Они молча дошли до его домика, молча расстались. И тогда ей стало жаль и этой прекрасной ночи, и луны, изливавшейся впустую, и самое себя. «Но каков Илья, щенок, он заслуживает, чтобы ему хорошенько надрали уши, больно рано начал по кустам шастать! А ты, мать моя, больно поздно, вот и не получилось ничего». Она вздохнула, сняла туфли и на цыпочках поднялась на крыльцо…
Наутро Павел Алексеевич обнаружил, что по неведомой причине ему предоставлена передышка. Нина была притихшей, рассеянной, мягкой, и просвет былого щемяще отозвался в сердце. Боясь спугнуть ненадежное умиротворение, он не дал себе расслабиться, взять прежний тон доверия. Надо строго следить за собой, ничего ей не навязывать, и прежде всего — самого себя. Он умел управлять своим поведением и надеялся, что не позволит себе ложного жеста и слова.
Пока они завтракали в столовой, прошел золотой грибной дождь, и Никита уверял, что к вечеру грибы «попрут с ужасной силой». Последние дни не были добычливыми, да и грибы попадались все больше сухие и порченые. Тем не менее никто не соблазнился вечерним походом, настолько крепко засело в человеческой душе древнее недоверие к темному лесу. «Пойдем, как всегда, одни», — решила Нина. Павел Алексеевич был настолько тронут, что хотел отказаться из ответного великодушия, но вовремя сообразил, что может попасть впросак со своей непрошеной деликатностью. Хочешь быть безукоризненным — не бойся прямолинейности, не изощряйся, не мудрствуй, так-то вернее.
Они поехали вдвоем, в обычном направлении. Но их не обгонял на «жигуленке» Никита, не строил рож в заднем стекле богатырь Илья, они были целиком и полностью предоставлены сами себе, будто притиснуты друг к другу, и Павлу Алексеевичу физически трудно стало дышать. Казалось, духота и тяжесть предгрозья наполнили малое пространство машины.
Он боялся, что Нина заметит его состояние. Какое-то время он боролся с собой, но чувствовал, что не выдерживает. Они уже свернули с основного шоссе и приближались к карьеру.
— Стоит ли гнать в черты на яры? — сказал он. — Чем этот лес хуже?..
Нина равнодушно кивнула. Оставлять машину на узком, почти без закройков, шоссе было рискованно: к песчаной выработке и от нее то и дело сновали самосвалы на огромных скоростях, встречные машины едва не сшибались бортами. Павел Алексеевич заметил впереди просеку и подрулил к ней. Через кювет был съезд, в глубь леса по просеке уходила дорога в колеях тележных колес, налитых водой. Там машину не оставишь — завязнет, да и следы колес свежие — дорогой пользуются.

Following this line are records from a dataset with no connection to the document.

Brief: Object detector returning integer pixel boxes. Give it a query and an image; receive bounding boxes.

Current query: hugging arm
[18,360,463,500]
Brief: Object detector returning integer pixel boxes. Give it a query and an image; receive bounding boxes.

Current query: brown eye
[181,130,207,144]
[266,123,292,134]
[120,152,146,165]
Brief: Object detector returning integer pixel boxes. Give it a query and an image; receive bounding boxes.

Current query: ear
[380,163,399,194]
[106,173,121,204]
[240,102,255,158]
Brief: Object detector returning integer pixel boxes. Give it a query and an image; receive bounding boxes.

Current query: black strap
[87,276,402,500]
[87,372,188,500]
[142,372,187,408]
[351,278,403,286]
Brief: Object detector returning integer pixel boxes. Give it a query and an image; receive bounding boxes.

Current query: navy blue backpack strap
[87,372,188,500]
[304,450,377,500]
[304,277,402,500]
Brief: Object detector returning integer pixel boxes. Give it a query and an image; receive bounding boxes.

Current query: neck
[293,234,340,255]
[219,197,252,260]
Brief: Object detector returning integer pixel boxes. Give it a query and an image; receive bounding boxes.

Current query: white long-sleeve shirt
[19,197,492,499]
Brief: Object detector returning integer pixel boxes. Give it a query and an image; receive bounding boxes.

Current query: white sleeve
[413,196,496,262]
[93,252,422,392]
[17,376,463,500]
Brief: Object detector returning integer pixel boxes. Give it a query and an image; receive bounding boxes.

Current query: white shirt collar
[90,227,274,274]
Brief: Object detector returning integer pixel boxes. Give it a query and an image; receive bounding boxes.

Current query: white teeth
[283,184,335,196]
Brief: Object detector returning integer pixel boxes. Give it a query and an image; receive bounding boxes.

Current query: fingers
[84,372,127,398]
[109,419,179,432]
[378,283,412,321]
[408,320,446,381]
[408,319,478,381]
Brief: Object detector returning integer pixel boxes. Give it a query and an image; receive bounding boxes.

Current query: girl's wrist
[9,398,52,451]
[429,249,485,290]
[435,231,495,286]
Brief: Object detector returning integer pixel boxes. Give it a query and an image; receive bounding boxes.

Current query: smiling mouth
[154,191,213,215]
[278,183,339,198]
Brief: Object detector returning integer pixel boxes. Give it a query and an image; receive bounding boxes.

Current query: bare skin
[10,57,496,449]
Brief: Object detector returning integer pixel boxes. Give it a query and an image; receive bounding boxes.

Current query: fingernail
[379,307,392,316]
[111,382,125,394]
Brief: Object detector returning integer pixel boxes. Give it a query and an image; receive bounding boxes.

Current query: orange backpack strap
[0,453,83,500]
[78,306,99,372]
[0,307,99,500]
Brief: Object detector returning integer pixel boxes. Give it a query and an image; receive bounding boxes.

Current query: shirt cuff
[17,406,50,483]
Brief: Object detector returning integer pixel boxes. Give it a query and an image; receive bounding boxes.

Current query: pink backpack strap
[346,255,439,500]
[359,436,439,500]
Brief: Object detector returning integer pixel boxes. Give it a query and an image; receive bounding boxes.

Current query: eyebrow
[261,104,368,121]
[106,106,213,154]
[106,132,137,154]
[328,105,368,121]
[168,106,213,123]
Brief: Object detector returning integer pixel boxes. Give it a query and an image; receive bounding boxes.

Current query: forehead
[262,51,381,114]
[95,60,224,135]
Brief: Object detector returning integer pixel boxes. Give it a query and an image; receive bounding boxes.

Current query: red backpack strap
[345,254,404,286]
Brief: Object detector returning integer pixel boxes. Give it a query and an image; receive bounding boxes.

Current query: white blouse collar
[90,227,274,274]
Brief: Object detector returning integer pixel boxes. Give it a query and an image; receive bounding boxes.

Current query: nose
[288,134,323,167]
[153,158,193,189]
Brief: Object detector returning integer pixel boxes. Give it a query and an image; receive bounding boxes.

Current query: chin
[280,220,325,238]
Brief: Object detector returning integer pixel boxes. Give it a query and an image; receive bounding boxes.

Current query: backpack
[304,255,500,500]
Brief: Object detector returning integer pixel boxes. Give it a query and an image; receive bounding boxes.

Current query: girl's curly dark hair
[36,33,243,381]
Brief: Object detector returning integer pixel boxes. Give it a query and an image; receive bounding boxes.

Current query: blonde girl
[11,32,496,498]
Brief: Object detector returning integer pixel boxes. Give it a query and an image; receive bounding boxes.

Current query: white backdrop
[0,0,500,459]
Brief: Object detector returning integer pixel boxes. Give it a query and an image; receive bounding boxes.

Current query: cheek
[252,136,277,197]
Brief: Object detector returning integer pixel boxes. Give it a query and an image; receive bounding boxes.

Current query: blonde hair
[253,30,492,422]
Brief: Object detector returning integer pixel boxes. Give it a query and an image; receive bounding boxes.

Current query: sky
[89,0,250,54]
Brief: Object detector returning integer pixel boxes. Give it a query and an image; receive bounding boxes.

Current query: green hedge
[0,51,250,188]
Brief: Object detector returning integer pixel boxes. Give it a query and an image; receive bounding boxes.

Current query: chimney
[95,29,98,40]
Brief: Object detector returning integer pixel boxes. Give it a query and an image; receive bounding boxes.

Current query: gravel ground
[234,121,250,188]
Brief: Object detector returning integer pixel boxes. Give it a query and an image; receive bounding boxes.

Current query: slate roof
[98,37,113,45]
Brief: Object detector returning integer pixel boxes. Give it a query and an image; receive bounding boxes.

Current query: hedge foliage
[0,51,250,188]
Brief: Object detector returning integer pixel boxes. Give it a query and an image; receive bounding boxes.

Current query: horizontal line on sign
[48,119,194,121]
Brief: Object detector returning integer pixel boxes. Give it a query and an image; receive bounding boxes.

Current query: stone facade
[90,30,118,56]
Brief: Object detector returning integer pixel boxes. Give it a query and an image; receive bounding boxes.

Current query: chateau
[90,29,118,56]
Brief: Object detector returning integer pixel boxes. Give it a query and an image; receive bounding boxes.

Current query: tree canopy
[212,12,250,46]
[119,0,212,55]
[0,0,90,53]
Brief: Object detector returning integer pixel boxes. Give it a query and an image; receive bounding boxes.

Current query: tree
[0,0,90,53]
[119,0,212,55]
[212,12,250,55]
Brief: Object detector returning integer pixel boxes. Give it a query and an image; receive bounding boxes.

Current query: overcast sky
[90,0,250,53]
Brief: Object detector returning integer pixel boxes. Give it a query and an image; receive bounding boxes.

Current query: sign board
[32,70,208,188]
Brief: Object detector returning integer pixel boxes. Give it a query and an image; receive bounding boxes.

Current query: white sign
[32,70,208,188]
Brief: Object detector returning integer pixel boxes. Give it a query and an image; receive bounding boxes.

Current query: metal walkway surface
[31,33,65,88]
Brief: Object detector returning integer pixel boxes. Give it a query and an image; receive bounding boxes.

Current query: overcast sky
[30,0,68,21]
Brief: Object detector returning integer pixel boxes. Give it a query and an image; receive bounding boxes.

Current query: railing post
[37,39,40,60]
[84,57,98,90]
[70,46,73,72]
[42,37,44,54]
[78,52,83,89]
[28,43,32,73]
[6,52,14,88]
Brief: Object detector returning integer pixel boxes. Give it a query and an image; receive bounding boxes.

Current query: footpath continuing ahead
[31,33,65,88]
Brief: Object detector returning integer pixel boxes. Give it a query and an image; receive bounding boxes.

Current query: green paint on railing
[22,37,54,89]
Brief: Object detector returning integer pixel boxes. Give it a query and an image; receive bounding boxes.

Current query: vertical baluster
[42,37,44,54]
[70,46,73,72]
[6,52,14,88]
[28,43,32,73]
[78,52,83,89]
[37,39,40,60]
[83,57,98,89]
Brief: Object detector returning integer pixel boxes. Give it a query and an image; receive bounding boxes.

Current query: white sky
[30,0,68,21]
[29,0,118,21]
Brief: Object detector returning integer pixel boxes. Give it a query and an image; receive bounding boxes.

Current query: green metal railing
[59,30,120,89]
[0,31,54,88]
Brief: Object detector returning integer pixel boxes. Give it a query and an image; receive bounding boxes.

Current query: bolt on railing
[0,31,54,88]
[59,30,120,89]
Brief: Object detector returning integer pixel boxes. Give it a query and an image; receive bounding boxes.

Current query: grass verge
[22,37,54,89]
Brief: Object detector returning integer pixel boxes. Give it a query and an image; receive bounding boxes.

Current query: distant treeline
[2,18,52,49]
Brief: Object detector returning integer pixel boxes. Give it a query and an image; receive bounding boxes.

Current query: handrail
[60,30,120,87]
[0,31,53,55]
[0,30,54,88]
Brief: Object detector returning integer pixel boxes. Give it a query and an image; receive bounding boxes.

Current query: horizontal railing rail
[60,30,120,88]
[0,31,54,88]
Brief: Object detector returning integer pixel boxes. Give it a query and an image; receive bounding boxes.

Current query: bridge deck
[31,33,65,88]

И тут он обнаружил на взлобке, близ опушки, сухую прогалинку, старые серебристые сосновые шишки устилали землю, сквозь них пробилась слабая можжевеловая поросль. Павел Алексеевич рванул через кювет, проехал, буксуя, по просеке, включил заднюю скорость, с надсадным воем одолел взлобок и точно вогнал машину меж сосен на прогалину. И сразу ему полегчало, еще до того как вышел из машины.